Heavenly Feast Is Back In Brooklyn

Giglio Dance Of Joy This July

Taking their faith to great heights, Our Lady of Mount Carmel Church in Williamsburg will once again host their annual two-week feast and bazaar dedicated to their patron saint and St. Paulinus of Nola-highlighted by a truly heavenly feat of strength-for the 125th time this July.

As announced, the 12-day celebration will begin next Thursday night, July 5, and continues through Monday, July 16, in the area of the church located at the corners of North Eighth and Havemeyer streets.

Like most street fairs and feasts celebrated in New York City, the Our Lady of Mount Carmel feast features a wide variety of food, entertainment, games and amusement rides. But this festival is known for the Dance of the Giglio and Boat, an awe-inspiring tradition dating back several centuries to the southern Italian town from which many emigrated to America and settled in Williamsburg generations ago.

The Giglio (pronounced jeel-yo, the Italian word for lily) is an 80′-tall, two-ton tower featuring statues of the Virgin Mary and other saints. During the dance, the tower-with a band sitting at the base-is lifted by a group of over 300 and moved in various styles through the streets surrounding the church at the direction of a capo (Italian for captain).

The statue is symbolic of the towers of lilies carried by the people of Nola to honor their bishop, St.
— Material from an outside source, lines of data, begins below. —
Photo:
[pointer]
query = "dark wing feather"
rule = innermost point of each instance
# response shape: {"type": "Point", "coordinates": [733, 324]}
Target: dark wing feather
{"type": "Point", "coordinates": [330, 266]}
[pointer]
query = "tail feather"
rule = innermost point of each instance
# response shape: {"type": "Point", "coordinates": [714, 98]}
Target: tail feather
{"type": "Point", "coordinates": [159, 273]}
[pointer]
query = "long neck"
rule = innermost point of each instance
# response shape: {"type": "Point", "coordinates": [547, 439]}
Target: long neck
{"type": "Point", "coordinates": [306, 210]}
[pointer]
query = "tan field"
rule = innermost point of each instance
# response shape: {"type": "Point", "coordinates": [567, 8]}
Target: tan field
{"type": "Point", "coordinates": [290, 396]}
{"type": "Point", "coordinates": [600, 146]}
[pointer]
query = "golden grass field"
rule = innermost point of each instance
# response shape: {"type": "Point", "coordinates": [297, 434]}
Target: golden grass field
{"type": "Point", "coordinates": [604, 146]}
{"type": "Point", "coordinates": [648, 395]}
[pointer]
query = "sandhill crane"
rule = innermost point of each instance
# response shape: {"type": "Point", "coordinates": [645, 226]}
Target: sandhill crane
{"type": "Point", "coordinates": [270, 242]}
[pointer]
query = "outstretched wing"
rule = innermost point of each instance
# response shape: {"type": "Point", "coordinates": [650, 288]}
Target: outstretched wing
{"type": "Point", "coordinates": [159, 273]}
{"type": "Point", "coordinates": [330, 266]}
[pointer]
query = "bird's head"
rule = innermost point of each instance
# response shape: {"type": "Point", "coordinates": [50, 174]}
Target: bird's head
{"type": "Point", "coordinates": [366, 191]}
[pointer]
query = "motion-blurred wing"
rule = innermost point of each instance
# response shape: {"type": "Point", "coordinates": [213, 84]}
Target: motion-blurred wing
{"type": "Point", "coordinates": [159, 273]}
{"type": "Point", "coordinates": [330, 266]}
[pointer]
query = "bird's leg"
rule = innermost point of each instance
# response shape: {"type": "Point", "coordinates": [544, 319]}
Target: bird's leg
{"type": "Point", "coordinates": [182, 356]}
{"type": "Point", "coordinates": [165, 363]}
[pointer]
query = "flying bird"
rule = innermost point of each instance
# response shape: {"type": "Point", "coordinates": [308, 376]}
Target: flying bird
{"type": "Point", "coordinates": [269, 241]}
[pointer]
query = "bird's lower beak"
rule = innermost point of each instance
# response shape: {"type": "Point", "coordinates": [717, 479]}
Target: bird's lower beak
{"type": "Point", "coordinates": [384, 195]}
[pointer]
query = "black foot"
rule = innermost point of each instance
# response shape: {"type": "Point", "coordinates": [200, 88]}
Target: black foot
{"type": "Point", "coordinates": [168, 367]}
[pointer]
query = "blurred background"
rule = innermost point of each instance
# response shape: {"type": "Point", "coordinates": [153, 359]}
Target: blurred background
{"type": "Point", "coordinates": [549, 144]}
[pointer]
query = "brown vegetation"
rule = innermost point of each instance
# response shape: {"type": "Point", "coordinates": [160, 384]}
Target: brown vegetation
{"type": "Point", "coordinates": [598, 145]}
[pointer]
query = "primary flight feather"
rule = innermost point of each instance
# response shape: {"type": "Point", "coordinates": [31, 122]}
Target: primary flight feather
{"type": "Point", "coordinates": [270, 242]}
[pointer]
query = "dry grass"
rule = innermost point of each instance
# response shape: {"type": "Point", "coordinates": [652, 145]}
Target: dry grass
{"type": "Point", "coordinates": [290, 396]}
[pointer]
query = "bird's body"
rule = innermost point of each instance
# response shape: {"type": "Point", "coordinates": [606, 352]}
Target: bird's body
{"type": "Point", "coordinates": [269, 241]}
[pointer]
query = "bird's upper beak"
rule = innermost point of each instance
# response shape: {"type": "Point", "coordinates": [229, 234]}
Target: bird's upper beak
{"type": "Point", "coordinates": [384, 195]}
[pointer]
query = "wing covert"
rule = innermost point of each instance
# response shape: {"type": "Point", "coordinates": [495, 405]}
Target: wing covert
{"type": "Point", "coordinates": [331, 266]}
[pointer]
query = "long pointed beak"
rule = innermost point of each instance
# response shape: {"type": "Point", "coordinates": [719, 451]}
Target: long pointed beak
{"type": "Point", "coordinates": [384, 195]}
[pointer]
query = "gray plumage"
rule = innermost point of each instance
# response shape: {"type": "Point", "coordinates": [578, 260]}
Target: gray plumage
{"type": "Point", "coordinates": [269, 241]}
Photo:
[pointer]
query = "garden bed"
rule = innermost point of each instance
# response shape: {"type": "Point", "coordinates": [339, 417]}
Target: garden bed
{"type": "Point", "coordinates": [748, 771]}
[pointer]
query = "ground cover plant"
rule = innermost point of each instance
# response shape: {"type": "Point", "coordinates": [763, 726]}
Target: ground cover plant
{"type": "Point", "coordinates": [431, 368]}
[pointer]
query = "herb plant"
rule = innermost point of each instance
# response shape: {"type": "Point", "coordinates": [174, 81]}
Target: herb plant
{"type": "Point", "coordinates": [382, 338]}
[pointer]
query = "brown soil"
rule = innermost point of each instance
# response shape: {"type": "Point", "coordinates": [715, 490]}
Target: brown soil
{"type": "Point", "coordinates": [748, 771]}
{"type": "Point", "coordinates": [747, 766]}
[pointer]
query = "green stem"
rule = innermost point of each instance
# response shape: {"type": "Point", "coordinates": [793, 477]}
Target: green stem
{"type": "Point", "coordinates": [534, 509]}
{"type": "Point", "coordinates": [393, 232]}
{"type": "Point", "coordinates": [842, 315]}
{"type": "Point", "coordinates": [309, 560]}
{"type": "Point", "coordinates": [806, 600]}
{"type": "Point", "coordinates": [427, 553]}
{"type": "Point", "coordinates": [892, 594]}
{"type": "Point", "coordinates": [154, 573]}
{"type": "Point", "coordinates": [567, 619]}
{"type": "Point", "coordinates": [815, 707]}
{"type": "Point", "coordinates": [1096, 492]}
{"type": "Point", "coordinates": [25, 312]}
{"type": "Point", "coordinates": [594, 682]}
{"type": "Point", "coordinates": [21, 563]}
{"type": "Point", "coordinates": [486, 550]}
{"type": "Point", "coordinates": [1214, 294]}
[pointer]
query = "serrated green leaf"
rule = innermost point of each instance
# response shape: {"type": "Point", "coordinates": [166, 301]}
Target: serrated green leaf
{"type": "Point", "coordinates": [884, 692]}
Paulinus, upon his return to the village in the fifth century. According to the story, the town was attacked by a North African tribe and its children were enslaved.

Paulinus offered himself to the town’s captors as a slave in place of a young boy, the only son of a widow. A sultan in present-day Turkey heard of Paulinus’ act and moved to have him and the children of Nola rescued by boat and brought back to their village.

In the centuries that followed, the people of Nola re-enacted Paulinus’ return through dances of their own Giglio and Boat. The custom was then brought to America and Williamsburg by immigrants who crossed the Atlantic Ocean from Nola 125 years ago.

The first Dance of the Giglio and Boat will take place on Sunday afternoon, July 8, at 1 p.m. A nighttime dance will occur three days later on Wednesday, July 11, at 8 p.m., followed by the third and final dance on Sunday, July 15, at 1 p.m.

Glendale resident Vinnie Occhiuto, who served as the lead capo of last year’s dance, will once again serve in that position for this year’s celebration. During the dance, the Giglio tower is turned, swayed and bobbed 25 times, with each movement lasting between three and five minutes.

Local children will also dance a smaller version of the Giglio and Boat on two consecutive Friday nights, July 6 and July 13.

As for the feast, the celebration begins next Thursday night with a Coronation Mass at Our Lady of Mount Carmel Church at 6 p.m., followed immediately thereafter by a candlelight procession. The feast will conclude on Monday, July 16, the feast day of Our Lady of Mount Carmel, with processions at 11 a.m. and 4 p.m.